Upon initially embarking on my Biblical sabbatical, I had an experience where my husband’s deceased wife contacted me.
Last week, she contacted me again.
I have avoided sharing about a range of my life’s mystical experiences because I still had a fear of what people would think, particularly my devout Christian friends.
Instead of hiding this experience, I am writing about it for two reasons:
First, various people have spiritual experiences that do not fit neatly in our scientific or theological boxes.
This is one of them.
Secondly, I am writing about it so that people who are having what are considered “mystical” experiences can feel comforted, instead of experiencing fear and thinking they are of the devil.
Countering My Beliefs
Contrary to what I was taught about how connecting to the dead worked, I did not reach out to the Witch of Endor to hang out with my husband’s first wife.

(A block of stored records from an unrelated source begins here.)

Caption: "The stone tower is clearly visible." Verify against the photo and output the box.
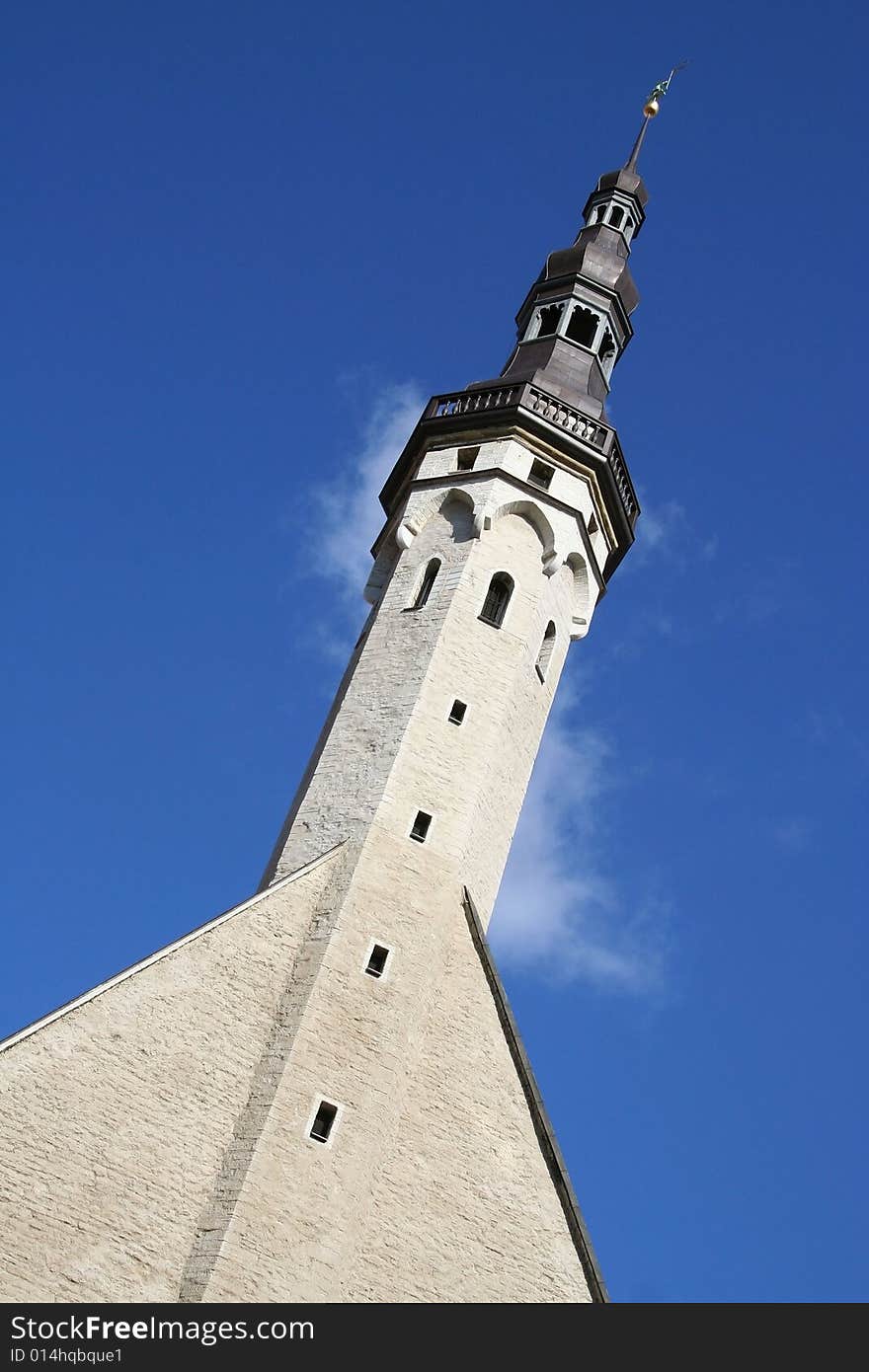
[0,101,664,1302]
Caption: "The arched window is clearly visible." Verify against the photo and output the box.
[564,305,600,347]
[534,620,555,682]
[408,557,440,609]
[479,572,514,629]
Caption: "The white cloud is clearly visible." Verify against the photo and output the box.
[625,495,718,571]
[304,383,670,992]
[771,815,814,854]
[314,381,427,602]
[492,701,669,993]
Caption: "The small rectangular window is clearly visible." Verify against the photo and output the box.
[528,462,555,492]
[310,1101,338,1143]
[365,944,390,977]
[447,700,468,724]
[411,809,432,844]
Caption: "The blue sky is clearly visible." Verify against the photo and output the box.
[0,0,869,1302]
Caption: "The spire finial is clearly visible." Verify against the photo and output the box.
[625,62,687,172]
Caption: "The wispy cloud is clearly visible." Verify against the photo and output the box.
[303,383,670,993]
[492,701,670,993]
[627,495,718,571]
[314,381,427,601]
[771,815,814,854]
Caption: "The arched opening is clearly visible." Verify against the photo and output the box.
[479,572,514,629]
[534,620,555,682]
[564,305,598,347]
[408,557,440,609]
[600,330,615,376]
[537,300,564,338]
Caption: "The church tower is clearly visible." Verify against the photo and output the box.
[0,84,674,1304]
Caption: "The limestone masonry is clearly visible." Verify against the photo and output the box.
[0,112,664,1302]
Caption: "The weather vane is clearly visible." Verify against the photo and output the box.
[643,60,687,119]
[625,62,687,172]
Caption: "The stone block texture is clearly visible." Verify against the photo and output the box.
[0,442,602,1302]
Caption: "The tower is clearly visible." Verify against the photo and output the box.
[0,91,670,1302]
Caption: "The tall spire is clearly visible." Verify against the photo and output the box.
[625,62,687,172]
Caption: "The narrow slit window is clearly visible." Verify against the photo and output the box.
[407,557,440,609]
[564,305,597,347]
[411,809,432,844]
[365,944,390,977]
[528,461,555,492]
[479,572,514,629]
[309,1101,338,1143]
[534,620,555,682]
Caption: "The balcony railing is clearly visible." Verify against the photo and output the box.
[425,383,640,528]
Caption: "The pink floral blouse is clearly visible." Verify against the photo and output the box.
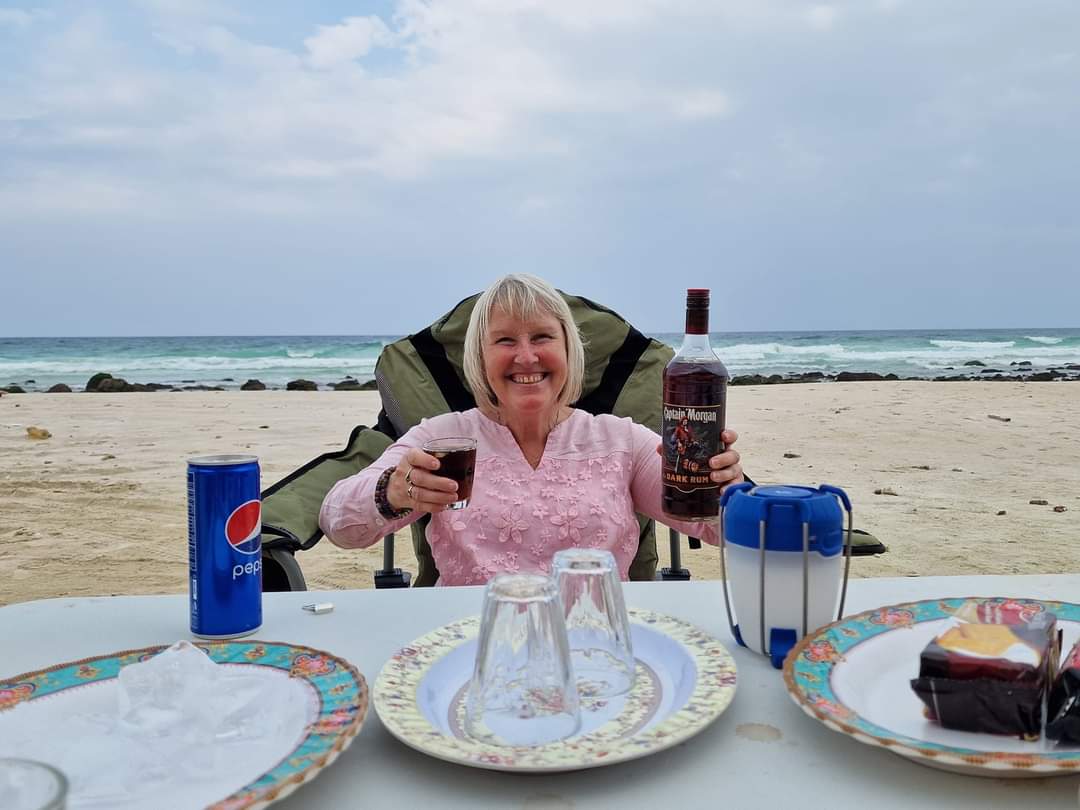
[319,408,718,585]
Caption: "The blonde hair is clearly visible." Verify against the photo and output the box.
[464,273,585,416]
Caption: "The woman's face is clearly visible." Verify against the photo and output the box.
[484,309,567,419]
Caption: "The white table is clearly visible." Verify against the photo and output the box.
[0,575,1080,810]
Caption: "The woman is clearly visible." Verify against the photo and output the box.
[319,274,743,585]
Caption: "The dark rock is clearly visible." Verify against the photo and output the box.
[83,372,112,391]
[731,374,768,386]
[836,372,896,382]
[330,379,361,391]
[94,377,135,394]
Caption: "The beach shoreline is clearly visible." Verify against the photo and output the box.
[0,381,1080,604]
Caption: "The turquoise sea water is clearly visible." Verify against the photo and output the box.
[0,328,1080,391]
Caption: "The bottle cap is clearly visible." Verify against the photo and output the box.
[686,287,708,310]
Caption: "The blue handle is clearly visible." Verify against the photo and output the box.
[765,498,810,523]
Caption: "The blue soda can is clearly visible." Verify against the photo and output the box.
[188,456,262,638]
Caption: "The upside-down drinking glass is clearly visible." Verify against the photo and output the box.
[0,758,67,810]
[552,549,636,698]
[465,573,581,745]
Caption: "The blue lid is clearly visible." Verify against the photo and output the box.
[720,484,851,556]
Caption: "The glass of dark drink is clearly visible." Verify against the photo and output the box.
[423,436,476,509]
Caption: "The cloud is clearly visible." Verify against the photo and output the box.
[672,90,731,120]
[806,5,839,31]
[303,16,394,69]
[0,8,53,28]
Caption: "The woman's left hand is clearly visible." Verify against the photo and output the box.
[708,430,744,490]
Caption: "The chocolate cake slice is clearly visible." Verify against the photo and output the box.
[912,613,1059,739]
[1047,642,1080,743]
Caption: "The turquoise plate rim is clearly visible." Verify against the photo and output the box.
[0,639,369,810]
[784,596,1080,775]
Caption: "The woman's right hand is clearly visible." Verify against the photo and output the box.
[387,447,458,512]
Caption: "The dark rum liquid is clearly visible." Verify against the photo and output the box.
[661,289,728,521]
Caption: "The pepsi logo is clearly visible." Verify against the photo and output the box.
[225,500,262,554]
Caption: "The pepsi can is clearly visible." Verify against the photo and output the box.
[188,456,262,638]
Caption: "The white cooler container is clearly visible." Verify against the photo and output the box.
[720,484,851,669]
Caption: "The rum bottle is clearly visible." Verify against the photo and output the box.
[661,289,728,521]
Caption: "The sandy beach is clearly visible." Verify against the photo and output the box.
[0,382,1080,604]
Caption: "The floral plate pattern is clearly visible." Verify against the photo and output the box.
[372,609,735,772]
[784,597,1080,777]
[0,640,368,810]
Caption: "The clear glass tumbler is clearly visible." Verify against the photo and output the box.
[0,757,67,810]
[552,549,636,698]
[465,573,581,745]
[422,436,476,509]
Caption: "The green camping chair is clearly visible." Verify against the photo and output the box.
[262,293,883,591]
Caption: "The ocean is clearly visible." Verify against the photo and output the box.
[0,328,1080,391]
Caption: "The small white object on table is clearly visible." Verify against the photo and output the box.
[0,575,1080,810]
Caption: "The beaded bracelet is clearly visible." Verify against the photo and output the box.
[375,467,413,521]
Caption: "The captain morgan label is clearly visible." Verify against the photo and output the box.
[662,402,724,492]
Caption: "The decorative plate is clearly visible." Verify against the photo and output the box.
[0,640,368,810]
[372,609,735,772]
[784,597,1080,777]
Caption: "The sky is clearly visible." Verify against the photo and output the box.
[0,0,1080,336]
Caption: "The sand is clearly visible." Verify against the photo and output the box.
[0,382,1080,604]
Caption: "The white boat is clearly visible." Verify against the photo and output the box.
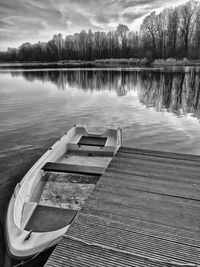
[5,125,121,258]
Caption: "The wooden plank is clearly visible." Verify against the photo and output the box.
[98,172,200,200]
[115,152,200,168]
[73,214,200,247]
[65,216,200,263]
[108,159,200,182]
[46,237,172,267]
[42,162,104,175]
[118,147,200,162]
[78,136,107,147]
[47,147,200,267]
[81,199,200,232]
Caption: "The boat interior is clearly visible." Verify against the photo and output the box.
[21,136,113,232]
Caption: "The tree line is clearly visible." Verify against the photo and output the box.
[11,69,200,119]
[0,0,200,62]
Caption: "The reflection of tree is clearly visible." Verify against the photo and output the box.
[138,71,200,117]
[12,70,200,117]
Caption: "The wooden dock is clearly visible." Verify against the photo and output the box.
[46,147,200,267]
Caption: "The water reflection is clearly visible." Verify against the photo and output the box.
[11,69,200,118]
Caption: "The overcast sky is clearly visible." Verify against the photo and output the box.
[0,0,186,50]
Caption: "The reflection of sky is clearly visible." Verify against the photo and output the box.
[0,70,200,154]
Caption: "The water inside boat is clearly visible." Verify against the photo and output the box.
[22,151,111,232]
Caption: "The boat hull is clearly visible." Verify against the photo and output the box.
[5,125,121,258]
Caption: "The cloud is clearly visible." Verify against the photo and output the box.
[0,0,188,49]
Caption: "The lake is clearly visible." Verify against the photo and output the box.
[0,67,200,263]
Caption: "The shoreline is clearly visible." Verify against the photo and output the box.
[0,59,200,69]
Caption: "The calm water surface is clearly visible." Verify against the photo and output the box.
[0,68,200,263]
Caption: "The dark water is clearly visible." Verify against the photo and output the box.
[0,68,200,266]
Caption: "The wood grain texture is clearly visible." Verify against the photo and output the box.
[46,147,200,267]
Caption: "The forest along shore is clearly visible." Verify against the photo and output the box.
[0,58,200,69]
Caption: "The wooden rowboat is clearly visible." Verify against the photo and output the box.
[5,125,121,258]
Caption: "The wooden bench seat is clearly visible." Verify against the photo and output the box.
[42,162,104,175]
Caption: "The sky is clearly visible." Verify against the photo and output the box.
[0,0,186,51]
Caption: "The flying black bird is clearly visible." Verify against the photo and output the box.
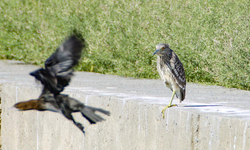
[13,34,110,133]
[30,34,85,95]
[14,88,110,133]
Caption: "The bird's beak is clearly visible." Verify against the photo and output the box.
[153,49,160,55]
[8,106,19,111]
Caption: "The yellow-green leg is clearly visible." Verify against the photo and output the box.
[161,91,177,118]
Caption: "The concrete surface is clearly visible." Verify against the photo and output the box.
[0,61,250,150]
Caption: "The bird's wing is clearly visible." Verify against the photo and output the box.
[45,35,85,76]
[163,50,186,89]
[30,34,85,95]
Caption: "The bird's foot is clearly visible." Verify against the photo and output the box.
[161,104,178,118]
[75,122,85,134]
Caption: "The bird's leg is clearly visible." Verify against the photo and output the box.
[161,91,177,118]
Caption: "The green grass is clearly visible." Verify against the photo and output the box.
[0,0,250,90]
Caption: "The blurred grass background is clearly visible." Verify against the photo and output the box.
[0,0,250,90]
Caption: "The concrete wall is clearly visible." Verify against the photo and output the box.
[0,83,250,150]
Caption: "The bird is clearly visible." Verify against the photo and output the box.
[153,43,186,118]
[12,30,110,133]
[30,33,86,95]
[11,86,110,133]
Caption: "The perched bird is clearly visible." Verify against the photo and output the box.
[13,89,110,133]
[30,34,85,94]
[153,43,186,118]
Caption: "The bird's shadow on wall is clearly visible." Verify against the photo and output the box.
[183,105,222,107]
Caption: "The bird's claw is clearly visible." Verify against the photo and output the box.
[75,122,85,134]
[161,104,178,118]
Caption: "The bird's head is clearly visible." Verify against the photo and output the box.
[153,43,170,56]
[13,100,45,111]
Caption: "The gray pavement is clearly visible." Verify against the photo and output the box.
[0,60,250,149]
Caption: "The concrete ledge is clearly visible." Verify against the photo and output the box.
[0,61,250,150]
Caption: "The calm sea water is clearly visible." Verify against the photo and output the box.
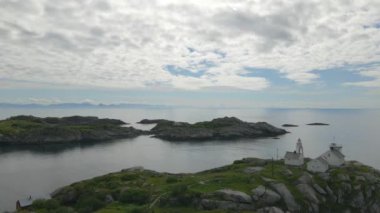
[0,108,380,211]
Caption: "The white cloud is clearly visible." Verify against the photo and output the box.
[0,0,380,90]
[345,68,380,88]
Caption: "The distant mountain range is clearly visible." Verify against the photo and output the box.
[0,103,173,108]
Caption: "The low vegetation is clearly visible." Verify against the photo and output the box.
[26,158,380,213]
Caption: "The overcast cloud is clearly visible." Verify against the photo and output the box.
[0,0,380,90]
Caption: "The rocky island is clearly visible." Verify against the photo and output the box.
[307,123,329,126]
[26,158,380,213]
[0,115,146,144]
[145,117,287,141]
[282,124,298,127]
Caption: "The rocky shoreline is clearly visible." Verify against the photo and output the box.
[145,117,287,141]
[0,115,287,145]
[0,116,147,145]
[28,158,380,213]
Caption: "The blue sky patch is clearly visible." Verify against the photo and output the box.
[164,65,206,78]
[313,62,380,86]
[240,67,292,86]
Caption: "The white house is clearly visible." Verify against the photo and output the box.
[307,143,345,172]
[307,157,329,172]
[284,139,304,166]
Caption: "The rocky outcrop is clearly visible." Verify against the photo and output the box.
[151,117,287,141]
[137,119,171,124]
[282,124,298,127]
[31,158,380,213]
[307,123,330,126]
[215,189,252,203]
[0,116,145,144]
[271,183,300,212]
[252,185,281,206]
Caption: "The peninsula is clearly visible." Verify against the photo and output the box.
[0,115,146,145]
[0,115,287,145]
[146,117,287,141]
[28,158,380,213]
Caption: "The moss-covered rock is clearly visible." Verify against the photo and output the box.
[28,158,380,212]
[0,115,145,145]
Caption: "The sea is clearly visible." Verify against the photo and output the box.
[0,107,380,212]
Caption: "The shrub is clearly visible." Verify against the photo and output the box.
[76,195,106,213]
[166,176,178,183]
[33,199,60,210]
[170,184,200,206]
[119,189,150,205]
[121,174,139,181]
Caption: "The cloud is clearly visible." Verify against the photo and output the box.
[0,0,380,90]
[344,69,380,88]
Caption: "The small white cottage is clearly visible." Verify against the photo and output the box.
[284,138,304,166]
[307,143,345,172]
[307,157,329,172]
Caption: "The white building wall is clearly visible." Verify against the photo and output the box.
[321,150,344,166]
[285,158,303,166]
[306,159,329,172]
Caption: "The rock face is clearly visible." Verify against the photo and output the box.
[151,117,287,141]
[307,123,329,126]
[215,189,252,203]
[32,158,380,213]
[252,185,281,206]
[0,116,145,144]
[271,183,300,212]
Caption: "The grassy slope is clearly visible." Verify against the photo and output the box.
[26,161,360,213]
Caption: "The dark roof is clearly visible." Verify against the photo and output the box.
[331,150,344,158]
[316,156,329,165]
[284,152,301,160]
[18,198,34,208]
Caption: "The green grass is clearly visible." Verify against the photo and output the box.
[29,161,380,213]
[0,120,44,135]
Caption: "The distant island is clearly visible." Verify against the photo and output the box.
[0,115,287,145]
[25,158,380,213]
[282,124,298,127]
[144,117,287,141]
[307,123,330,126]
[0,115,145,145]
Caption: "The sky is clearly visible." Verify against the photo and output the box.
[0,0,380,108]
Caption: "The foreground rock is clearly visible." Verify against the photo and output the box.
[31,158,380,213]
[0,116,145,144]
[137,119,171,124]
[147,117,287,141]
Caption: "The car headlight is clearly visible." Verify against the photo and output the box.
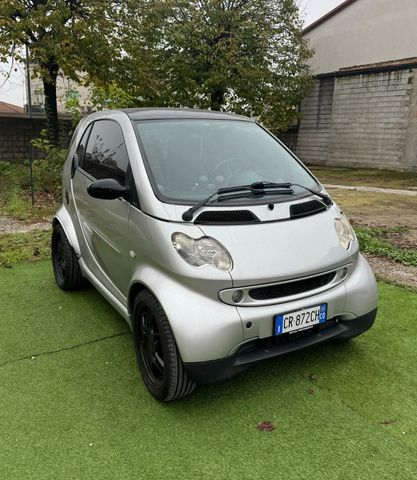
[171,232,233,272]
[334,215,356,250]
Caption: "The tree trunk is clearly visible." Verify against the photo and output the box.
[210,87,225,110]
[42,59,59,146]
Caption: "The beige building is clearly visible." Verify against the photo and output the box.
[30,65,92,114]
[291,0,417,171]
[303,0,417,74]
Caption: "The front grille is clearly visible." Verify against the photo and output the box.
[290,200,326,218]
[194,210,259,224]
[249,272,336,300]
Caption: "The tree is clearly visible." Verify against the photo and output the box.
[118,0,312,128]
[0,0,118,145]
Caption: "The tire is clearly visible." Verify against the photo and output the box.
[51,223,83,290]
[133,290,195,402]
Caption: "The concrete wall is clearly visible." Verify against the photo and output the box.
[0,116,71,162]
[296,68,417,171]
[305,0,417,74]
[296,77,335,164]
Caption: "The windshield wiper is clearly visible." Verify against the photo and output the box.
[182,182,294,222]
[250,182,333,206]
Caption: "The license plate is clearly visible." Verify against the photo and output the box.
[274,303,327,335]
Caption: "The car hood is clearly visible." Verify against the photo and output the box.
[199,205,359,287]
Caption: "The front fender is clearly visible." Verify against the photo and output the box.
[129,264,243,362]
[52,205,81,257]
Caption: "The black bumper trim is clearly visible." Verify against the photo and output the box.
[185,309,377,384]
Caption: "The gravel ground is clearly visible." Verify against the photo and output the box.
[0,216,50,233]
[365,255,417,290]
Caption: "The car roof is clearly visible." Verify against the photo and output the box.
[121,108,255,122]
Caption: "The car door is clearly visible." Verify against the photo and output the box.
[73,119,135,303]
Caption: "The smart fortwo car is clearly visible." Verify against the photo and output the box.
[52,109,377,401]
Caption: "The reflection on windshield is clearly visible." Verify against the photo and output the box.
[136,119,317,203]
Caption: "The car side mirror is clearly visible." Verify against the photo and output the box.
[71,153,79,178]
[87,178,129,200]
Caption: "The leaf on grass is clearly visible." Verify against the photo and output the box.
[256,420,275,432]
[379,418,398,425]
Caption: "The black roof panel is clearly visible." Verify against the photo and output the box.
[121,108,255,122]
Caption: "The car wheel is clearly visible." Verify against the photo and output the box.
[51,224,83,290]
[133,290,195,402]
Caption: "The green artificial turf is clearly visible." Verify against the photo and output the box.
[0,262,417,480]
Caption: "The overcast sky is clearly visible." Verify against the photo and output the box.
[0,0,344,106]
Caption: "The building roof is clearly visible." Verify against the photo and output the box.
[0,102,25,115]
[302,0,357,35]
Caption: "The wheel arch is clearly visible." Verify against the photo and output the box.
[52,206,81,257]
[127,280,155,315]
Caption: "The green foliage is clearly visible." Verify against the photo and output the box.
[115,0,311,128]
[0,0,120,144]
[65,90,83,130]
[32,130,67,198]
[0,230,51,267]
[355,227,417,267]
[92,81,136,110]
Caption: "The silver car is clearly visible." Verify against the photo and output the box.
[52,109,378,401]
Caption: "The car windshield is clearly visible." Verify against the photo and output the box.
[135,119,318,204]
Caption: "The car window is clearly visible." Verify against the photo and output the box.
[76,124,91,165]
[136,119,319,203]
[81,120,129,185]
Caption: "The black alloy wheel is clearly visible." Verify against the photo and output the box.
[51,223,83,290]
[132,290,195,402]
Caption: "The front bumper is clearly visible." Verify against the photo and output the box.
[150,255,378,364]
[185,309,377,384]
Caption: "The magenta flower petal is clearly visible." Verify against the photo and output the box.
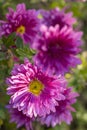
[6,59,67,118]
[33,25,82,74]
[0,4,39,43]
[38,8,76,28]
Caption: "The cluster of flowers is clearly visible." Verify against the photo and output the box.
[0,4,82,130]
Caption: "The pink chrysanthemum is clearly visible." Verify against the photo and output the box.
[7,59,66,117]
[0,4,39,43]
[6,104,34,130]
[33,25,82,74]
[39,8,76,28]
[40,88,78,127]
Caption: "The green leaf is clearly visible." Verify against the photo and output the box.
[15,36,23,48]
[16,45,35,60]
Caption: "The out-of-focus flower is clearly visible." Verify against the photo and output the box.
[7,59,67,118]
[0,4,39,43]
[6,104,34,130]
[33,25,82,74]
[39,8,76,28]
[40,88,78,127]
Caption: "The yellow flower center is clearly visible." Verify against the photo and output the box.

I did not go looking to speak to the dead. If anything, I am one to break out the anointing oil and get to ‘rebuking the devil.
I had zero desire to contact anyone beyond the grave.
I cannot emphasize this context enough because I was under the impression after decades upon decades of being told otherwise that things like this happen when people go looking for them.
I am here to tell you that they come for you. Okay, I know how the last sentence can come across as creepy-not my intention.
Furthermore, the explanation that demons are masking as deceased loved ones do not explain all phenomena where people connect with those who have passed.
Before anyone attempts to try my nerves with “try the spirit,” by the power of Amerie, I have this one thing to say: Try the spirit of silence.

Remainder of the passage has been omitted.